Publisher: [Centro de Investigaciones Historicas y Esteticas], Facultad de Arquitectura y Urbanismo, Universidad Central de Venezuela

Place: Caracas


259 pages with plates and bibliography. Quarto (10 1/4" x 7 3/4") bound in original publisher's pictorial wrappers. First edition.

The Spanish Colonial style of architecture dominated in the early Spanish colonies of North and South America, and were also somewhat visible in its other colonies. It is sometimes marked by the contrast between the simple, solid construction demanded by the new environment and the Baroque ornamentation exported from Spain.
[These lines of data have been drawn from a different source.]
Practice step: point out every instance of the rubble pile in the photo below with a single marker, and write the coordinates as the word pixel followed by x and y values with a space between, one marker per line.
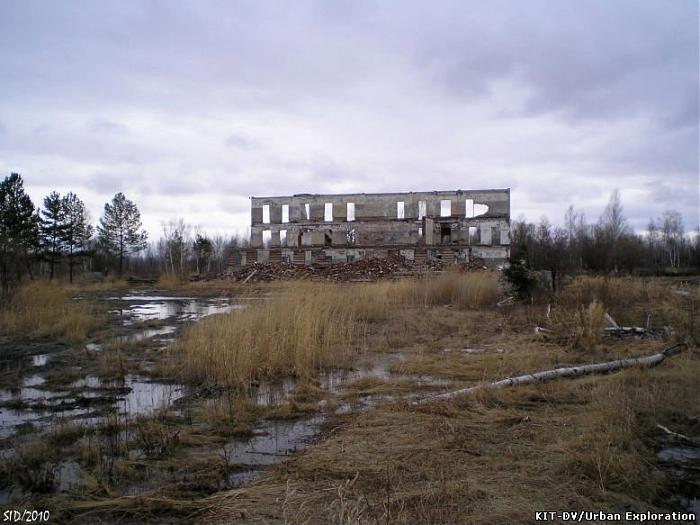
pixel 372 269
pixel 362 270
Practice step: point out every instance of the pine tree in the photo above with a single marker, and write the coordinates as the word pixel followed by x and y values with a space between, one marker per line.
pixel 18 227
pixel 52 229
pixel 119 231
pixel 77 231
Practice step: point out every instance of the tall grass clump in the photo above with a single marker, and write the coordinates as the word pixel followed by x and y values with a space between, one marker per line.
pixel 463 290
pixel 588 326
pixel 45 309
pixel 308 326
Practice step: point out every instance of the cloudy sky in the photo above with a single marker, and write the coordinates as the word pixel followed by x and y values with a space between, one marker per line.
pixel 191 107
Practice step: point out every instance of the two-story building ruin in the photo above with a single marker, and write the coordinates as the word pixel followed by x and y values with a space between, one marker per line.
pixel 452 226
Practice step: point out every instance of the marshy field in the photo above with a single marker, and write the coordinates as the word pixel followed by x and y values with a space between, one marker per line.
pixel 309 402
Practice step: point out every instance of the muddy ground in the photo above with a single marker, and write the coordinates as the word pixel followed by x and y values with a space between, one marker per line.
pixel 106 431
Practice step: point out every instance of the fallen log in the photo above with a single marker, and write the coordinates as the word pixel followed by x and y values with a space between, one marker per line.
pixel 572 371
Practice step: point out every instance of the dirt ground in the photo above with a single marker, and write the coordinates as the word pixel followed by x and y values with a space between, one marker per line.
pixel 351 446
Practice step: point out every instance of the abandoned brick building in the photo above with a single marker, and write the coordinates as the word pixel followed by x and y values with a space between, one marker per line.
pixel 452 226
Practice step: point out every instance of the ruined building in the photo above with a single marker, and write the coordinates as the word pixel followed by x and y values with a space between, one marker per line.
pixel 452 226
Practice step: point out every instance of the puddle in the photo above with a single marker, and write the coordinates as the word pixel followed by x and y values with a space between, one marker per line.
pixel 679 455
pixel 160 307
pixel 148 396
pixel 274 441
pixel 40 360
pixel 34 380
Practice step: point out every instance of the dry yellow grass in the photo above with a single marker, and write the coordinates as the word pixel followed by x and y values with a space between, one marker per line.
pixel 45 309
pixel 463 290
pixel 306 327
pixel 492 458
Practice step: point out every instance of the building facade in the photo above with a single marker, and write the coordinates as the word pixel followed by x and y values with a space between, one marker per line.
pixel 311 229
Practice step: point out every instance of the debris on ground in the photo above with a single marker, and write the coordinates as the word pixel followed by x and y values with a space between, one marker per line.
pixel 372 269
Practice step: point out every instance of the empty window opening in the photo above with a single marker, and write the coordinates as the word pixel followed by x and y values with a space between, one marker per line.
pixel 480 209
pixel 446 208
pixel 472 234
pixel 445 234
pixel 351 236
pixel 469 208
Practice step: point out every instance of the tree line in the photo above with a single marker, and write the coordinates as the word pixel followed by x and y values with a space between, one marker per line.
pixel 608 245
pixel 59 238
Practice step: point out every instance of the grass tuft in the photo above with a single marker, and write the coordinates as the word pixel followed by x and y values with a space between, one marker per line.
pixel 41 309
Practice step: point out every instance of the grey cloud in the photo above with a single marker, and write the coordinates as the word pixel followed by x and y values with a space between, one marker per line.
pixel 472 93
pixel 240 141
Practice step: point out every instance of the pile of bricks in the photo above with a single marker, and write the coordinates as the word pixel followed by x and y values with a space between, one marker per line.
pixel 372 269
pixel 362 270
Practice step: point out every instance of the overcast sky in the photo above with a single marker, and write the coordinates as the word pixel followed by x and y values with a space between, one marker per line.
pixel 191 107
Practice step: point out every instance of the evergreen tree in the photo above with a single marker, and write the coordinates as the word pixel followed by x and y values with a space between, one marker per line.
pixel 51 229
pixel 119 231
pixel 18 228
pixel 77 229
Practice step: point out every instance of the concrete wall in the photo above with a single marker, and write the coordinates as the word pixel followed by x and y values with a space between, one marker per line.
pixel 376 227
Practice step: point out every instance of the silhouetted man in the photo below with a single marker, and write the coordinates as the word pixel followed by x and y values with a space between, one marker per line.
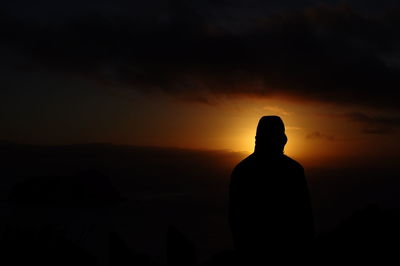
pixel 269 210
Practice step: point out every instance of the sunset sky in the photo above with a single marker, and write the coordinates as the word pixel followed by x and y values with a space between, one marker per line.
pixel 199 75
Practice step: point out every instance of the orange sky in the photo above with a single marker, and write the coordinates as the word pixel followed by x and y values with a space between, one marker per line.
pixel 317 132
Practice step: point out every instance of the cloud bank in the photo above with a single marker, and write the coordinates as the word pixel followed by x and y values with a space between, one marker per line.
pixel 324 53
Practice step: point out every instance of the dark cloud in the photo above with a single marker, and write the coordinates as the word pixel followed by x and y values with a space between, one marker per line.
pixel 324 53
pixel 319 135
pixel 375 124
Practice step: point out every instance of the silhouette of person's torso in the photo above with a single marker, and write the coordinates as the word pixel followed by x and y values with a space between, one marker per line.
pixel 269 204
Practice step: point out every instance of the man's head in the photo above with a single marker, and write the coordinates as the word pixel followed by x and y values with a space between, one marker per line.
pixel 270 136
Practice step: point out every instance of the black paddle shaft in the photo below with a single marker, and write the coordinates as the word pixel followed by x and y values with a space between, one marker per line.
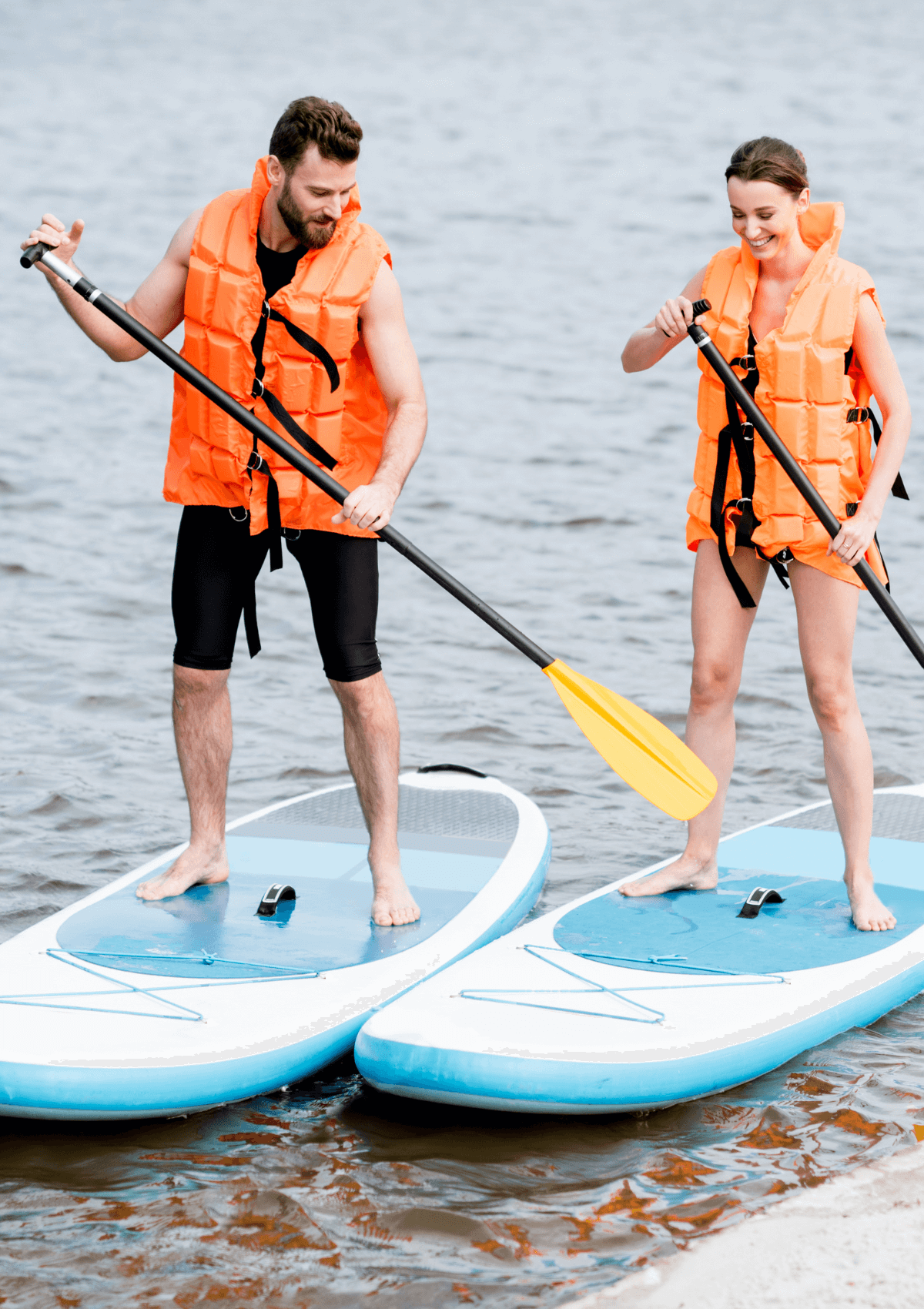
pixel 800 480
pixel 276 443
Mexico, as the center of New Spain—and the richest province of Spain's colonial empire—has some of the most renowned buildings built in this style. With twenty-nine sites, Mexico has more sites on the UNESCO World Heritage list than any other country in the Americas, many of them boasting some of the richest Spanish Colonial architecture. Some of the most famous cities in Mexico built in the Colonial style are Puebla, Zacatecas, Querétaro, Guanajuato, and Morelia. During the late 17th century to 1750, one of Mexico's most popular architectural styles was Mexican Churrigueresque. These buildings were built in an ultra-Baroque, fantastically extravagant and visually frenetic style.


Some slight edge wear else a better than very good copy.